Richard Lugar was considered a mentor and a friend to Barack Obama during their time in the Senate together, but with a tough primary fight looming for the Indianan next year as he seeks a seventh term, it appears that he has decided the last thing he needs is to be considered the president’s “favorite Republican.” With 2012 just around the corner, Lugar has become a frequent critic of the administration as well as a more loyal member of the Republican caucus.
Lugar is the senior Republican in the upper house and an old-school bi-partisan type as well as the Senate’s leading foreign policy “realist.” As Politico notes in an interesting feature on the Obama-Lugar breakup, in the weeks after the 2010 election when the Tea Party insurgency was riding high, Lugar made it clear he wouldn’t truckle to his party’s core constituency. He opposed a ban on earmarks and helped Obama push the START treaty with Russia through the lame duck Congress.
But with a popular Republican challenger seeking to capitalize on the unease about the senator’s establishment ways among the party’s grass roots, Lugar is now highlighting disagreements with his former Senate pal and even denying that they were ever close. Lugar blasted the president for not consulting with Congress over the conflict in Libya and even withdrew his co-sponsorship of the “Dream Act” because of his anger at Obama’s decision to engage hyper-partisan demagoguery on immigration. Even more interesting is the fact that Lugar voted with fellow Republicans 82 percent of the time in the previous Congress. This year the number is 97 percent.
Lugar has obviously come a long way since he actually served as sounding board on foreign policy issues for Obama prior to the Democrat’s presidential debate with John McCain (though he says he voted for the Republican) in 2008. But though Lugar now claims all the talk about his friendship with the president was an exaggeration, it’s more likely that his upcoming primary clash with Indiana state Treasure Richard Mourdock is what has concentrated his mind.

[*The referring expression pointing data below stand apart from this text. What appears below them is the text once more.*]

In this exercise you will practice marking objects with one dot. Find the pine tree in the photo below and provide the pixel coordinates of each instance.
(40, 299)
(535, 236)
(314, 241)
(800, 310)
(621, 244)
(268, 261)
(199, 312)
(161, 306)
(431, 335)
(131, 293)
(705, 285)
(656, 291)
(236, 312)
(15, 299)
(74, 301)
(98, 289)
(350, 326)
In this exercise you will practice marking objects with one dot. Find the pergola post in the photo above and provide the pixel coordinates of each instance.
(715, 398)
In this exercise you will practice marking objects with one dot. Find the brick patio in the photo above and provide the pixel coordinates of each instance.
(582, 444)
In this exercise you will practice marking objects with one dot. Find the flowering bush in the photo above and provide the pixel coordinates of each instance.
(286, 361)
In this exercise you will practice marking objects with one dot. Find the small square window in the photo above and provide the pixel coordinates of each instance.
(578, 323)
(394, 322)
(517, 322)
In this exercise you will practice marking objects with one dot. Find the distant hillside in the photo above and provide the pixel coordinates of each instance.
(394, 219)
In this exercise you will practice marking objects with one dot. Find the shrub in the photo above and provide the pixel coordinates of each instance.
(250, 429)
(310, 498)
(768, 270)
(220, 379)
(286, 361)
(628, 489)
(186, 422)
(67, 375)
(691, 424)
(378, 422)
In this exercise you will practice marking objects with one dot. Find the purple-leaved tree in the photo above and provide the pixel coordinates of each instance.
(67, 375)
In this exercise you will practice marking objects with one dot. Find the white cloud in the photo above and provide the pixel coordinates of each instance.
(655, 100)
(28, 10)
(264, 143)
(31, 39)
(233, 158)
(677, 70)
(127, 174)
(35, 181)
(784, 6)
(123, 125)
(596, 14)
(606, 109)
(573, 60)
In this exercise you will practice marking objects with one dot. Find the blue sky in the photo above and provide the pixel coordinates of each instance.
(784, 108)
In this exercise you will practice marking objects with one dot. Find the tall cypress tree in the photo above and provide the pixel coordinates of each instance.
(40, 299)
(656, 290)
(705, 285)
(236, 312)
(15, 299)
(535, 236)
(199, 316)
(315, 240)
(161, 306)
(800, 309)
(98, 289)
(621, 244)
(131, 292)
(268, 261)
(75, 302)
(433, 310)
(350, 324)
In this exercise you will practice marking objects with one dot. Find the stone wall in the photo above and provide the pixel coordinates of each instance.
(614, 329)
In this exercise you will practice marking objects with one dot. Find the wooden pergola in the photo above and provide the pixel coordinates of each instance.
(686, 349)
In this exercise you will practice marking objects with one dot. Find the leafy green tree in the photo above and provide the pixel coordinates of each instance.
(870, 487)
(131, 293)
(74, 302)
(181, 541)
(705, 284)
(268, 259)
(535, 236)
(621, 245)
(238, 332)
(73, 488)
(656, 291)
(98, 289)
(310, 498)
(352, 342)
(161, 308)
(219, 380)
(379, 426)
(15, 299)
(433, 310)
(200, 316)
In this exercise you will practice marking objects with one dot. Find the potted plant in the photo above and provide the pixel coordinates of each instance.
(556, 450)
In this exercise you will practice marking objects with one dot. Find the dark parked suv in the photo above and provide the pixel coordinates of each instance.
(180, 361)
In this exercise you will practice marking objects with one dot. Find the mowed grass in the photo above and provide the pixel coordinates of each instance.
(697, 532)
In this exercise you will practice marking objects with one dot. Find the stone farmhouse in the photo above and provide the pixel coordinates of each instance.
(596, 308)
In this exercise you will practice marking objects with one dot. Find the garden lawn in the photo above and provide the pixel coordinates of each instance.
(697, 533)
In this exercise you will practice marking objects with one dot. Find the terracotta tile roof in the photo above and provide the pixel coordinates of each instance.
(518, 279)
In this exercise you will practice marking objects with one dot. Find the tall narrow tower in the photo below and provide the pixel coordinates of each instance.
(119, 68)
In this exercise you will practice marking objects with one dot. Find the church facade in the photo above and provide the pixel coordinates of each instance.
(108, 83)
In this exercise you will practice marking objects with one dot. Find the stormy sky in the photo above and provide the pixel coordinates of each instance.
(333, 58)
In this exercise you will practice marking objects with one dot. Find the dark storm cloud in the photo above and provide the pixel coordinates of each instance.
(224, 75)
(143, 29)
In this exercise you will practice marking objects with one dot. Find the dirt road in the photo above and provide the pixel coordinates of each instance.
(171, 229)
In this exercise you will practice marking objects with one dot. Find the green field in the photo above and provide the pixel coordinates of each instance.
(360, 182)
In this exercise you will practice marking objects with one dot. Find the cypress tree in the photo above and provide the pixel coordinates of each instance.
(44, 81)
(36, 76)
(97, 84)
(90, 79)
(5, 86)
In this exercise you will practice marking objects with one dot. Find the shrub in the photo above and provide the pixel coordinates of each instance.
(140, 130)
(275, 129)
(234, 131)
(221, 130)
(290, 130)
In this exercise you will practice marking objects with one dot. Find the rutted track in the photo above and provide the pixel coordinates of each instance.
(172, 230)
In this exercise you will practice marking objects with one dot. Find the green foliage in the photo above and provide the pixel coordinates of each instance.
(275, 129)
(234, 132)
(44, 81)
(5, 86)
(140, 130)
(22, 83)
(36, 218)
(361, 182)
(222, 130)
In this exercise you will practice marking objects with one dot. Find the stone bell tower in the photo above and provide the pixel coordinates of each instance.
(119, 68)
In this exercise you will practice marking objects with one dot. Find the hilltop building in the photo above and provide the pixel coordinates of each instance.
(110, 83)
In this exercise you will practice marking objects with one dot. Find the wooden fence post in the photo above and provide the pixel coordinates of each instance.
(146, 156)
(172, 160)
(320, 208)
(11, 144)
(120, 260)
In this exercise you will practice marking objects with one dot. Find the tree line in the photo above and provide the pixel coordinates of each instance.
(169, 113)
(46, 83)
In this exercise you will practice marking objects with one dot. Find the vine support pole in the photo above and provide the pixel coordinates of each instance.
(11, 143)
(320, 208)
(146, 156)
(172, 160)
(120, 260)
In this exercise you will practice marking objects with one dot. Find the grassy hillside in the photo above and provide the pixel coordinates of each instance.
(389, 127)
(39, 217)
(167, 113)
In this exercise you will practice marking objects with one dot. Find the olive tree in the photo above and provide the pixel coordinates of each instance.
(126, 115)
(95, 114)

Democrats, who face an uphill challenge to hold onto to their slender majority in the Senate next year, are openly rooting for Mourdock to defeat. But just as Mourdock is not Christine O’Donnell, neither is red state Indiana comparable to blue Delaware. A Lugar primary loss would not necessarily translate into a November gain for the Democrats.
The Lugar re-election campaign will be an interesting test of the current state of the Republican Party as well as of how red Indiana really is. Though we can expect to hear a lot about how outrageous it is that GOP voters would even consider dumping a venerable institution like Lugar, after 35 years of his go-along-to-get-along style, it is hardly surprising that party activists yearn for a more forthright advocate for their beliefs.